Hessian-vector products

[jeff-regier]

Have you all considered adding optimization methods that make use of Hessian-vector products, but that don't explicitly form Hessians? I've been thinking about writing a version of newton_trust_region that does that, essentially using conjugate gradient iterations to multiply the gradient by the inverse Hessian. Is that something you'd be interested in including in Optim.jl?

jeff-regier/Celeste.jl#380

[mlubin]

@dpo and @abelsiqueira have been working on this, not sure if the code is public.

[pkofod]

Well, my initial reaction would be: sure. I'm still very happy about the "old" trust region (I've been using it in my personal projects), and you're doing a good job keeping it up to date. That last part is relevant, because even if we have more active people on here than earlier, new solvers is kind of a... tricky issue. On one had we might be tempted to say "let's implement everything", on the other hand we need someone to maintain all that code. So if you're willing to make a prototype, test, and maintain it, I'm all for it.

[jeff-regier]

Sounds good, I think I'm up for it. What kind of interface do you suggest? Would we add a field named something like hv to TwiceDifferentiableFunction, so that a user may specify a function that returns the product of the Hessian and a vector?

If the user doesn't specify an hv field, it'd be nice if it was automatically populated by ForwardDiff.jl: calculating the gradient with dual numbers with perturbations set to v (the user-specified vector) would, I think, be a pretty efficient way to compute the product. Is that something you've implemented, perhaps in code that isn't public yet, or that you have experience with?

Also, any plans to use @jrevels's ReverseDiff.jl library to automatically populate the gradient function, if a user doesn't specify one? That, in combination with ForwardDiff.jl for the Hessian-vector product, would be really useful for us at Celeste.jl, and probably for any number of other projects too.

[abelsiqueira]

Hello, thanks for the mention, Miles.

We have implemented a Matrix-Free Trust-Region Newton Method for unconstrained minimization, i.e., using Hessian-Vector products. We haven't made a released yet, but it is usable: https://github.com/JuliaSmoothOptimizers/Optimize.jl/blob/master/src/solver/trunk.jl.
The package uses NLPModels.jl, LinearOperators.jl and Krylov.jl to implement this.
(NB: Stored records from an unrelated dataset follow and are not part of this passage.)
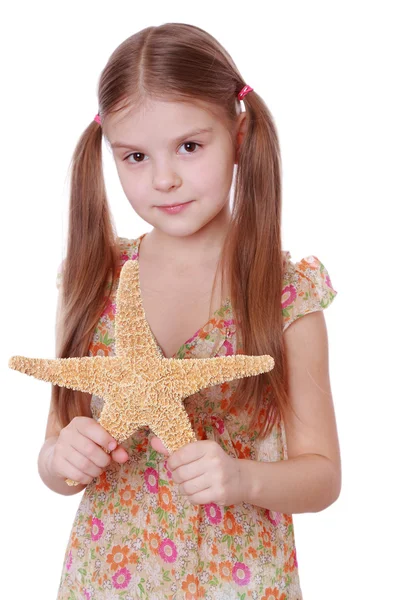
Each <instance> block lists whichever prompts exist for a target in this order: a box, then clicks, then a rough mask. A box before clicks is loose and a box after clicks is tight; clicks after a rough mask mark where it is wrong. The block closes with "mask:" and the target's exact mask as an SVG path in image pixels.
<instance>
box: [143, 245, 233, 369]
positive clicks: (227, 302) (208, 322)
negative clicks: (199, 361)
mask: <svg viewBox="0 0 400 600" xmlns="http://www.w3.org/2000/svg"><path fill="white" fill-rule="evenodd" d="M145 235H147V233H143V234H142V235H141V236H139V237H138V238H137V240H136V241H137V246H136V255H135V260H137V263H138V291H139V297H140V302H141V304H142V307H143V298H142V288H141V286H140V261H139V252H140V244H141V241H142V239H143V238H144V237H145ZM224 306H228V307H230V296H227V297H226V298H225V300H224V302H223V303H222V304H221V306H220V307H219V308H217V310H216V311H214V312H213V314H212V316H211V317H210V318H209V319H208V321H207V322H206V323H204V325H203V326H202V327H200V328H199V329H198V330H197V331H195V332H194V334H193V335H192V336H191V337H190V338H188V339H187V340H186V341H185V342H183V344H181V345H180V346H179V348H178V349H177V351H176V352H175V353H174V354H173V355H172V356H168V357H167V356H165V353H164V350H163V349H162V348H161V346H160V344H159V343H158V341H157V339H156V336H155V335H154V333H153V332H152V331H151V327H150V324H149V322H148V321H147V318H146V314H145V310H144V308H143V313H144V315H145V319H146V323H147V325H148V327H149V329H150V331H151V333H152V335H153V338H154V341H155V343H156V344H157V347H158V349H159V351H160V352H161V354H162V356H163V357H164V358H176V357H177V355H178V353H179V351H180V350H181V349H182V348H183V347H184V346H186V344H188V343H189V342H190V341H192V340H193V338H194V337H196V336H197V335H198V334H199V333H200V332H201V331H203V330H204V329H205V328H206V327H207V325H209V324H210V323H211V321H213V320H215V321H216V322H219V321H221V320H222V317H221V316H220V315H218V314H217V313H219V312H220V311H221V309H222V308H224ZM219 329H220V330H223V331H224V332H226V326H225V325H224V326H223V327H219Z"/></svg>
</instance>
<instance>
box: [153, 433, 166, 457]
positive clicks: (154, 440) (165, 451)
mask: <svg viewBox="0 0 400 600" xmlns="http://www.w3.org/2000/svg"><path fill="white" fill-rule="evenodd" d="M150 443H151V446H152V448H153V449H154V450H156V451H157V452H159V453H160V454H165V455H166V456H169V452H168V450H167V449H166V447H165V446H164V444H163V443H162V441H161V440H160V438H158V437H157V436H154V437H152V438H151V441H150Z"/></svg>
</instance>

If you'd rather implement this here, you should consider at least LinearOperators and Krylov.

Both me and Dominique are a little swamped at the moment, but implementing competitive Matrix-Free methods for Large Scale problems is one of our goals.

[anriseth]

Also, any plans to use @jrevels's ReverseDiff.jl library to automatically populate the gradient function, if a user doesn't specify one?

I was hoping to take a look at ReverseDiff AD at some point

[pkofod]

Also, any plans to use @jrevels's ReverseDiff.jl library to automatically populate the gradient function, if a user doesn't specify one? That, in combination with ForwardDiff.jl for the Hessian-vector product, would be really useful for us at Celeste.jl, and probably for any number of other projects too.

@jeff-regier we've got basic ReverseDiff support now if you dare try master. Do note, that there are quite a few breaking changes, soo...

[jeff-regier]

That's good. I've got an implementation of Hessian-free trust-region optimization now over at Celeste.jl, on the jcr/cg2 branch:

https://github.com/jeff-regier/Celeste.jl/blob/jr/cg2/src/cg_trust_region.jl

We're still testing it. The code is solid but I'd like to build in support for preconditioning still.

[pkofod]

Are you aware of our preconditioning code in optim ?

[jeff-regier]

I wasn't, but now I see precon.jl. Thanks for pointing it out. I'll try to stick with that preconditioner interface so it's easy to merge.

[pkofod]

Great, it's the work of @cortner who's also been using it in his work, but of course suggestions and improvements are still welcome.

[cortner]

Maybe this is obvious to you: in the TR context, the preconditioner doesn't just give you a PCG method, but also specifies the TR topology. Then, when you git the TR boundary you start solving a generalised eval problem instead of the standard eval problem.